Soccer shoes for SA’s gravel pitches

Musa Maluleka


19-year-old Musa Maluleka solved a problem an also capitalised on it by carving a niche in the market for himself. This after he saw how the gravel pitches in his hometown Atteridgeville, Pretoria, wore out his soccer shoes; he then started to develop durable soccer boots able to stand the harsh conditions.

Called Disktjie soccer shoes, his innovation was voted as South Africa’s best student enterprise by the Entrepreneur’s Organisation, where Maluleka won $500, or roughly R7, 500, in prize money.

Maluleka said he spent years doing research around shoe production, and finally found a factory which could make the shoes. 

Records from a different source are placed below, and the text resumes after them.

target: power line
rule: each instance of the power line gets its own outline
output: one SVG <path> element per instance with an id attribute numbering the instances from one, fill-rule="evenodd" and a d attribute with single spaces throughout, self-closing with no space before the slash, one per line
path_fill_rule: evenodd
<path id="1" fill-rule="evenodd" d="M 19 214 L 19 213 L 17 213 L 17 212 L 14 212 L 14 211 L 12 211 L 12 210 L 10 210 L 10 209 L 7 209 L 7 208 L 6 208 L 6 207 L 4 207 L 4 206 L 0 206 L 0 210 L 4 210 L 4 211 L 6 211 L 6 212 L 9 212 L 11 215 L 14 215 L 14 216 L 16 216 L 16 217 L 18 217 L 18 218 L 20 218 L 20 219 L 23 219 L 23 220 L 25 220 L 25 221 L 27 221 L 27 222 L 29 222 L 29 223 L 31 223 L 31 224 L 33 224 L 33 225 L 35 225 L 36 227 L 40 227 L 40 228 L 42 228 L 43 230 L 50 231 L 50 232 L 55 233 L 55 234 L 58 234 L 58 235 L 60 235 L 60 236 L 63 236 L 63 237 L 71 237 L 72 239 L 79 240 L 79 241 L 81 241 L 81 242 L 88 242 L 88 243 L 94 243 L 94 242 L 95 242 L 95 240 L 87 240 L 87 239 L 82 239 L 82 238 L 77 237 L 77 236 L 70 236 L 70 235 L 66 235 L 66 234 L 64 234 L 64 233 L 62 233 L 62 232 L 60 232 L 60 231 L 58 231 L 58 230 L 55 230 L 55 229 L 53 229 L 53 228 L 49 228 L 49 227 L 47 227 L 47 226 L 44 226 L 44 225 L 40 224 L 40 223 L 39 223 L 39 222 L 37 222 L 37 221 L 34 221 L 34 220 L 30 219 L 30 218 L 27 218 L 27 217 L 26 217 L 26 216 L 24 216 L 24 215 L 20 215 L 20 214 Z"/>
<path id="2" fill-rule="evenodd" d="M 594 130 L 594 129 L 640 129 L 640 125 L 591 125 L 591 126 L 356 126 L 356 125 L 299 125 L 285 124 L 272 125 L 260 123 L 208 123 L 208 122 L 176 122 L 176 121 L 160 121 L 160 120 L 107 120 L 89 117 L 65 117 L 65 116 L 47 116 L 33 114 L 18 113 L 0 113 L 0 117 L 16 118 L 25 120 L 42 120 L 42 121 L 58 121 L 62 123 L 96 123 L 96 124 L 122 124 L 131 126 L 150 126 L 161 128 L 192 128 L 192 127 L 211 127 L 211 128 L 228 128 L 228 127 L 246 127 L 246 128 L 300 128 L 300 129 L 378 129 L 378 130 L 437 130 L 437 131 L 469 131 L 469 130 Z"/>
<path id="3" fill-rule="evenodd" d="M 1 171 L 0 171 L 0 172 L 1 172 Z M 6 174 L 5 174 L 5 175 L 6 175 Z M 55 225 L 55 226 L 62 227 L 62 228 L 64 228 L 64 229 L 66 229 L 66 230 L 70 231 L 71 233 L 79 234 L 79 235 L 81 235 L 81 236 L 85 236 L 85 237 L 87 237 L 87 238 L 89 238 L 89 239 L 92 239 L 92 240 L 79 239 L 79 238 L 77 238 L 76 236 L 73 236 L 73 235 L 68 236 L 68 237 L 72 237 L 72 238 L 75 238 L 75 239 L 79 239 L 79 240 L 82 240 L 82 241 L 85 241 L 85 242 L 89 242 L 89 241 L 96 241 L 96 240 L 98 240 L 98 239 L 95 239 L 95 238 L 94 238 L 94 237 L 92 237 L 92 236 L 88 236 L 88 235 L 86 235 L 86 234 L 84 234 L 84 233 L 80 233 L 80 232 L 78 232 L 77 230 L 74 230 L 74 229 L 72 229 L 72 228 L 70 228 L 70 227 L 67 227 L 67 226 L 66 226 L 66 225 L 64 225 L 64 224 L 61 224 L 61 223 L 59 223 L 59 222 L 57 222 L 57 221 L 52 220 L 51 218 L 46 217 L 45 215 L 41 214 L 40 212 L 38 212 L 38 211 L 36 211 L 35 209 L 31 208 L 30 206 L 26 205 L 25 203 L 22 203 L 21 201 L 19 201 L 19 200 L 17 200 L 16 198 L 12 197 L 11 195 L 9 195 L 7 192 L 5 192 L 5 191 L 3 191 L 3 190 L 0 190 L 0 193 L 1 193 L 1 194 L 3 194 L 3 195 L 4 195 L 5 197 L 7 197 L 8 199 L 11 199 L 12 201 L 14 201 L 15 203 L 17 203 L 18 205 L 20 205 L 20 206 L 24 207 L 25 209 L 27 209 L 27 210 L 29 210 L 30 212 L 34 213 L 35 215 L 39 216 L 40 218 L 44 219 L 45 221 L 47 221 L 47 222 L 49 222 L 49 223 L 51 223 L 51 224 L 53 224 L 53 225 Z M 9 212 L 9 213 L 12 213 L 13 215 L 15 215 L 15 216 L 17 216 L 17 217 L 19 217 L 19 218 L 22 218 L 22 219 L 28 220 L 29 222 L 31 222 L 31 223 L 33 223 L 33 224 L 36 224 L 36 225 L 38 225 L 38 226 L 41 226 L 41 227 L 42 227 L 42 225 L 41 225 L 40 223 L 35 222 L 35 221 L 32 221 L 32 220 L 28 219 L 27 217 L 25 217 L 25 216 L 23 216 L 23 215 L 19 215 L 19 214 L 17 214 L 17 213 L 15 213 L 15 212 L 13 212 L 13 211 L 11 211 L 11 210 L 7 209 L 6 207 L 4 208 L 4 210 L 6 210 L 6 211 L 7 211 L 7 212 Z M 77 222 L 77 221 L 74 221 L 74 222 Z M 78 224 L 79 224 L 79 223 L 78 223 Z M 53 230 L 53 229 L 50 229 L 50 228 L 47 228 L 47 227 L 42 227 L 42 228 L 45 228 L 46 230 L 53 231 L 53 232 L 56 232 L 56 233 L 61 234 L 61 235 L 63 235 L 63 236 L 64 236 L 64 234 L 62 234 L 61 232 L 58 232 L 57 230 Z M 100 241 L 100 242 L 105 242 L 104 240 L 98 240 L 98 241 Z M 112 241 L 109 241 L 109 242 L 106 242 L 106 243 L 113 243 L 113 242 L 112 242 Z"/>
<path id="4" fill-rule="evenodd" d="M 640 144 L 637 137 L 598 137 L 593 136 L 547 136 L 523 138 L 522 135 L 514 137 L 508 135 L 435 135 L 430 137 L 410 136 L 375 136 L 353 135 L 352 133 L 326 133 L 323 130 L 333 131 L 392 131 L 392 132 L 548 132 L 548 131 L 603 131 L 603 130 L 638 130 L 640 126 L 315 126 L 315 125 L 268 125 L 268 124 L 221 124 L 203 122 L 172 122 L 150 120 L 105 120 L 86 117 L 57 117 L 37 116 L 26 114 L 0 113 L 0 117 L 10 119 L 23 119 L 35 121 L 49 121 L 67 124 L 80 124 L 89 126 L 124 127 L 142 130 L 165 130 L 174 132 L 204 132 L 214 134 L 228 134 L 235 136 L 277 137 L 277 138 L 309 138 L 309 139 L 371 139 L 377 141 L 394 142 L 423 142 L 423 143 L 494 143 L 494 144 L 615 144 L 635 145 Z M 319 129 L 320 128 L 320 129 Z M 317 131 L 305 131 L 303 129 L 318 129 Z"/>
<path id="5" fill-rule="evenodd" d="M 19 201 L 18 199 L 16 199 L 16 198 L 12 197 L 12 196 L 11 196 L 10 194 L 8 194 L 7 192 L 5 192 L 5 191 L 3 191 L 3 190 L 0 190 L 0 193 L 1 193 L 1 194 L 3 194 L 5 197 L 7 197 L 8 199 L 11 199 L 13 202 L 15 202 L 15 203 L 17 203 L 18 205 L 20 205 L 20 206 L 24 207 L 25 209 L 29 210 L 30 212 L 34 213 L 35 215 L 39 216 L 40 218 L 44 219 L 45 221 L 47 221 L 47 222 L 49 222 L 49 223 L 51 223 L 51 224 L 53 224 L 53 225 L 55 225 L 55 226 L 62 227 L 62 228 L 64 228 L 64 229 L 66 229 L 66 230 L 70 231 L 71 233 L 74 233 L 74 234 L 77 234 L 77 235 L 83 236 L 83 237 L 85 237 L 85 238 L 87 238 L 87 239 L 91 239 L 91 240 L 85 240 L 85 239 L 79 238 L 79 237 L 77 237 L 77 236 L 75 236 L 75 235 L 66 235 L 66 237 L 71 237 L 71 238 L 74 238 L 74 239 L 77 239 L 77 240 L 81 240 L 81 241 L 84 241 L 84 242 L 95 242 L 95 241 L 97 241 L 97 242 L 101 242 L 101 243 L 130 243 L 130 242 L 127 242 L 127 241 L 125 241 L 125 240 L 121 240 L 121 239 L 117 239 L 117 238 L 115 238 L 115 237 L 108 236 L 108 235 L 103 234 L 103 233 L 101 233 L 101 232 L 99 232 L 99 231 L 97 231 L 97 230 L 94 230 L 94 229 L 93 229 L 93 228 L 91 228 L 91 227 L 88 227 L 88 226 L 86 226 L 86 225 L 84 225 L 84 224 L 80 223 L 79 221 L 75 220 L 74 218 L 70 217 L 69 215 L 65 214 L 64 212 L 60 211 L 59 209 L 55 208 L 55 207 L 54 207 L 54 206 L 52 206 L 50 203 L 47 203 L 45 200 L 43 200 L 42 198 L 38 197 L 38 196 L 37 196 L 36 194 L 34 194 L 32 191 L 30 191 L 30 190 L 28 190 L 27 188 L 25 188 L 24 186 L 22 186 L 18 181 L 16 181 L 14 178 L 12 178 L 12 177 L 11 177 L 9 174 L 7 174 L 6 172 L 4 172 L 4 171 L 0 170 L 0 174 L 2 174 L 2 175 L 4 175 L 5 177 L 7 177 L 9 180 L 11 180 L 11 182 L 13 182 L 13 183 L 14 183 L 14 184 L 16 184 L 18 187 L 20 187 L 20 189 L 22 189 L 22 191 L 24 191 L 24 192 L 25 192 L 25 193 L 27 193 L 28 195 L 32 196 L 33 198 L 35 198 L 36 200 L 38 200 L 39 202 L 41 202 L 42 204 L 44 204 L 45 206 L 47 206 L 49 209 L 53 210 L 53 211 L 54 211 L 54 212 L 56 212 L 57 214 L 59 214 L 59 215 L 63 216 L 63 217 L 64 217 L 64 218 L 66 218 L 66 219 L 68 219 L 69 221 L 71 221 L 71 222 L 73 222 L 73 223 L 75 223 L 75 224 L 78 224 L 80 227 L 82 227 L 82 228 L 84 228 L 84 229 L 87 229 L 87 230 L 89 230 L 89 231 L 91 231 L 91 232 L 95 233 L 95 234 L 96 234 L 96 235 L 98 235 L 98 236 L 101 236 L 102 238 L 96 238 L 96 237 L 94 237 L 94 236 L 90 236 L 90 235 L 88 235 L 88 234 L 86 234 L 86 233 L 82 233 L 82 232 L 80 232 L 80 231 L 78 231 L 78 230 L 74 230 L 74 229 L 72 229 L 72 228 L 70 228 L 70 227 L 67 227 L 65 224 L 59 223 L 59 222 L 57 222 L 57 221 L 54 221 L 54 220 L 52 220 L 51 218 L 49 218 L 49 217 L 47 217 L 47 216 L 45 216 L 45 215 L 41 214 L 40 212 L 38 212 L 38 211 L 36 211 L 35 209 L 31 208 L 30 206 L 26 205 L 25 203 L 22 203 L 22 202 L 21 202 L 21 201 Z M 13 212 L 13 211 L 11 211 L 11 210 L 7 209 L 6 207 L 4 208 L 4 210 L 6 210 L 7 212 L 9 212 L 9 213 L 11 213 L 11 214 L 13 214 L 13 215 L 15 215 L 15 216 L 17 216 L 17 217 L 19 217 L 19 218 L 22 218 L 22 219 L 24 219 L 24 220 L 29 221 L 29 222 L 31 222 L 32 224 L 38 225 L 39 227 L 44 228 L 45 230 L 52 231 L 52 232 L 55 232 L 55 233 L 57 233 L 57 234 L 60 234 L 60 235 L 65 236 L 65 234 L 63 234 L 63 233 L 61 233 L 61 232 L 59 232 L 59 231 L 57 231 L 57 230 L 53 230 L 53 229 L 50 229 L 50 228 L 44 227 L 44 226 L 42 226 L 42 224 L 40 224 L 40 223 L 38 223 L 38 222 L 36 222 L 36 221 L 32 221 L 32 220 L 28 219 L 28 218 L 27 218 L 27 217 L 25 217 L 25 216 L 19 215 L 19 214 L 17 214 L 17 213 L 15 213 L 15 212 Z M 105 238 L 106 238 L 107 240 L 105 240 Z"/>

He finally found a Chinese company who could manufacture the shoes, and ordered his first batch.

“All shoe manufactures in South Africa told me they couldn’t make soccer boots, and some didn’t really believe in a dream of such a young boy.”

Maluleka said growing up in a township, playing soccer was the one thing that united the community and gave the youth a sense of passion.

“It was [however] really frustrating for me having to buy soccer boots frequently, and realising that my peers stopped playing soccer and ended up on the streets and doing drugs because of this problem,” Maluleka told SPORTS BULLETIN.

He, therefore, set out to develop longer-lasting soccer shoes which would be more affordable to other youth in the community.

The pairs sell for R700, including delivery anywhere in South Africa. Maluleka often works with foundations and non-profit organisations across to country to provide soccer shoes to needy communities.

Maluleka also won the National Entrepreneurship Intervarsity from the department of higher education in 2019 where he was awarded R10, 000. He invested the prize money into his company.